What followed was infamously referred to as "a massive failure of public administration" in the class action lawsuit, which prompted the establishment of a Royal Commission inquiry into the scheme. The Royal Commission's final report, delivered in July 2023, provides a detailed account of the data processes behind the scheme and offers several important insights for privacy professionals.
To retain or destroy?
One key challenge of managing large quantities of information is determining when it is no longer needed and should be destroyed. Under the Australian Privacy Principles, entities and agencies are required to take reasonable steps to destroy or deidentify personal information that is no longer needed for the purpose for which it was used or disclosed. However, the rapid rise of cloud computing and decreasing digital storage costs have created, at best, a complacent culture of digital hoarding and, at worst, poor retention practices contrary to the APP.
The data-matching processes between the DHS and ATO were conducted in accordance with an internal protocol that required the destruction of all information not used, unsuitable for use or already used in the matching process. However, despite this requirement, the Royal Commission found information was retained indefinitely "while there was an intent to use it."
Confusing "we might use it" with "we will use it" is a common trap many organizations fall into when determining if personal information should be destroyed. The fact that this situation continued even when the protocol was amended in 2017 showed risk-culture failures, including poor risk management measures and misalignment between protocols and processes.
The retention of personal information for undefined periods is never a sensible risk approach, and is contrary to the APPs. However, it could be argued this practice does not solely stem from poor risk management but also from the complexity of multiple legal provisions outside the privacy regime that require the retention of personal information, resulting in a culture of retaining it "just in case" (a known trend recently highlighted by the large privacy breaches in Australia).
To address this situation, the Privacy Act Review Report 2022 recommended reviewing of all legal provisions requiring personal information retention and having entities establish maximum and minimum data-retention periods.
Open and transparent
APPs 3 and 6 outline the circumstances in which entities can collect, use or disclose personal information and the circumstances. APP 5 also requires entities to notify individuals of the circumstances of collection and its purpose, among other requirements. These fundamental aspects of the Australian privacy regime are predicated on the principle of openness and transparency in APP 1.

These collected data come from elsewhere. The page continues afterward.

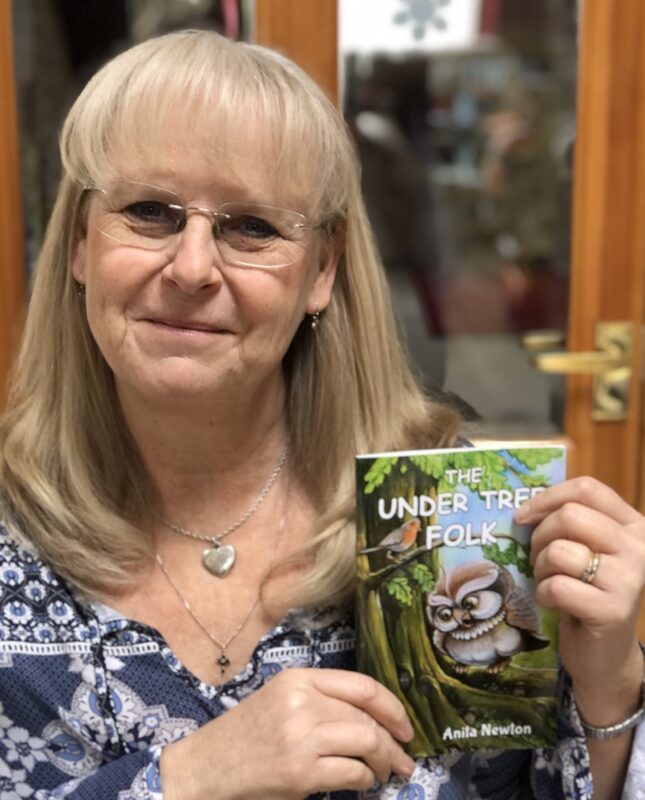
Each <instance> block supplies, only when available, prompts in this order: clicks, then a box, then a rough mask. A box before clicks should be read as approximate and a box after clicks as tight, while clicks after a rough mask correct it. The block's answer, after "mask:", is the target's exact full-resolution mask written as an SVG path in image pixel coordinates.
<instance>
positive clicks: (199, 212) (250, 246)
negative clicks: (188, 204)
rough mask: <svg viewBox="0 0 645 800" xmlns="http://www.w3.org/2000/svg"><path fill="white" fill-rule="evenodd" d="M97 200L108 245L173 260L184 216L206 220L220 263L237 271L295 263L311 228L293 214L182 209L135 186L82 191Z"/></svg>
mask: <svg viewBox="0 0 645 800" xmlns="http://www.w3.org/2000/svg"><path fill="white" fill-rule="evenodd" d="M85 190H86V191H91V192H96V194H97V196H98V198H99V208H98V213H97V215H96V217H95V224H96V227H97V229H98V230H99V231H100V232H101V233H102V234H103V235H104V236H107V237H108V238H110V239H113V240H114V241H116V242H120V243H121V244H124V245H127V246H128V247H136V248H140V249H143V250H154V251H158V252H163V254H164V257H173V256H174V255H175V254H176V252H177V250H178V249H179V242H180V239H181V232H182V231H183V230H184V228H185V227H186V223H187V220H188V216H189V214H201V215H204V216H207V217H210V219H211V220H212V226H213V235H214V238H215V243H216V245H217V249H218V251H219V254H220V256H221V258H222V259H223V260H224V262H225V263H227V264H233V265H235V266H238V267H255V268H260V269H277V268H279V267H288V266H289V265H290V264H293V263H295V262H296V261H298V260H299V258H300V257H301V256H302V254H303V250H304V249H305V247H306V244H307V233H308V232H309V231H312V230H316V229H318V228H320V227H321V226H320V225H310V224H309V223H308V221H307V218H306V217H305V216H303V215H302V214H299V213H298V212H297V211H288V210H286V209H283V208H275V207H273V206H265V205H259V204H257V203H246V202H239V203H223V204H222V205H221V206H220V207H219V208H218V209H212V208H202V207H201V206H184V205H182V203H181V200H180V198H179V196H178V195H177V194H175V193H174V192H171V191H169V190H167V189H162V188H160V187H158V186H151V185H149V184H146V183H139V182H137V181H121V182H120V183H119V184H117V185H116V186H115V187H114V188H111V189H109V190H108V189H101V188H99V187H97V186H85Z"/></svg>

The Royal Commission noted the Robodebt scheme may have breached these APPs by not adequately informing or seeking consent from individuals before disclosing and collecting their personal information for the data-matching process. This view was based on doubts raised by the Royal Commission over the ATO's compliance with its own secrecy obligations when sharing information with the DHS.
Notwithstanding the merits of this view, the open and transparent principle must always be upheld for the benefit of the owner of the personal information — a central tenet and driving force of Australia's privacy regime. The community expects entities to be forthcoming with their personal information handling practices. The legal and regulatory ramifications that followed the scheme serve as a stark reminder for all privacy pros of what eventuates when this expectation is not met.
Right to an explanation
A heavily criticized aspect of the scheme was the lack of human intervention in the calculation and notification of debts and insufficient information about this process. The Royal Commission found human intervention was slowly removed to the point that debt notices were issued without review, leaving support recipients to navigate the complexities of DHS internal processes unaided.
This experience intensified conversations around the right to obtain explanations of the decisions reached through automated decision-making processes, particularly when personal information is used to produce decisions with significant legal consequences.
Under the existing Australian regime, individuals are entitled to know why their personal information is collected. However, as we have learned from the scheme, this is insufficient. The EU General Data Protection Regulation attempted to solve this issue by prohibiting decision-making "based solely on automated processing," but this ambiguous language has been criticized as multistage processes with minimal human intervention arguably fall outside this prohibition, making the provision almost inoperative.
The Privacy Act Review Report 2022 attempted to strike a balance, using less rigid language to recommend disclosing the types of personal information to be used in "substantially automated" decisions and meaningful information on how those decisions are made. To assist entities further, it also recommended including high-level indicators of the types of decisions with legal effect in the legislation.
The Robodebt scheme has become a textbook case of what can go wrong when inadequate frameworks, processes and controls are implemented, particularly when dealing with personal information. In this age of digital automation, it also demonstrates the clear need for a modern framework that aligns with community expectations.